I am looking for a function f(x) that by itself is continues, and its integral is infinity but when multiply by $1/\log(1+e^{-x})$ makes it integrable. In other words,
$$ \int_R \frac{1}{\log(1+e^{-x})} f(x) dx <\infty $$ where
$$ \int_R f(x) dx =\infty. $$
Basically what integrability is about given that the function is continuous is that it has to approach zero fast enough. In this case I note that for negative $x$ we get:
$1/\log(1+e^{-x})\approx 1/\log(e^{-x}) = {1\over-x}$
This suggest that a function that behaves as $1/x$ for negative $x$ will not be integrable (as you know $1/x$ is not integrable because it doesn't converge fast enough), but on the other hand $1/x^2$ converges fast enough.

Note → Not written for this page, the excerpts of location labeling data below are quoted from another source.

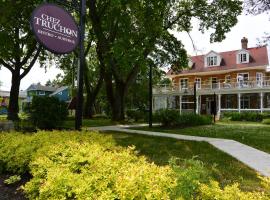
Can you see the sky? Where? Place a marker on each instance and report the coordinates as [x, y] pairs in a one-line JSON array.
[[251, 27]]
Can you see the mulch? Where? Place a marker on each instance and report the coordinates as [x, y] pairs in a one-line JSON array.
[[13, 191]]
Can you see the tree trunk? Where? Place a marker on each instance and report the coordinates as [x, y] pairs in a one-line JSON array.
[[89, 105], [118, 107], [13, 107], [91, 93]]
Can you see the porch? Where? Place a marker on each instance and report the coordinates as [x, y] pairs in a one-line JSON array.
[[205, 104]]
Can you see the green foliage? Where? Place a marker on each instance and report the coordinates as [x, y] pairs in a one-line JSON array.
[[166, 117], [244, 116], [48, 112], [72, 165], [232, 192], [266, 121], [136, 115], [190, 174], [174, 118], [81, 171], [12, 179]]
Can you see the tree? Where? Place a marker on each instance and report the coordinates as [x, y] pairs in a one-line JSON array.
[[93, 76], [19, 50], [256, 7], [131, 34]]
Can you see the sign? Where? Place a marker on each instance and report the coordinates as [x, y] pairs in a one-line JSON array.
[[55, 28]]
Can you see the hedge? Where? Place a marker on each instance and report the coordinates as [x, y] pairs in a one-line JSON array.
[[88, 165], [171, 118]]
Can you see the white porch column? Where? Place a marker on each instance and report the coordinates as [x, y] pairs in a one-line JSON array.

So a candidate for $f$ would be for example:
$f(x) = \begin{cases}-1/x & \hbox{ if }& x<-1\\ -x &\hbox{ if } & -1\le x<0 \\ 0& \hbox{otherwise}\end{cases}$
It's quite easy to prove that $\int f(x) dx$ doesn't converge. To prove that $\int f(x) dx/\log(1+e^{-x})$ converges one could use the estimate $0\le f(x)/\log(1+e^{-x}) \le f(x)/\log(e^{-x}) = f(x)/-x$ and use that $-\int f(x)dx/x$ converges (here we use the fact that we constructed $f(x)$ so that the integrand will vanish for non-negative $x$).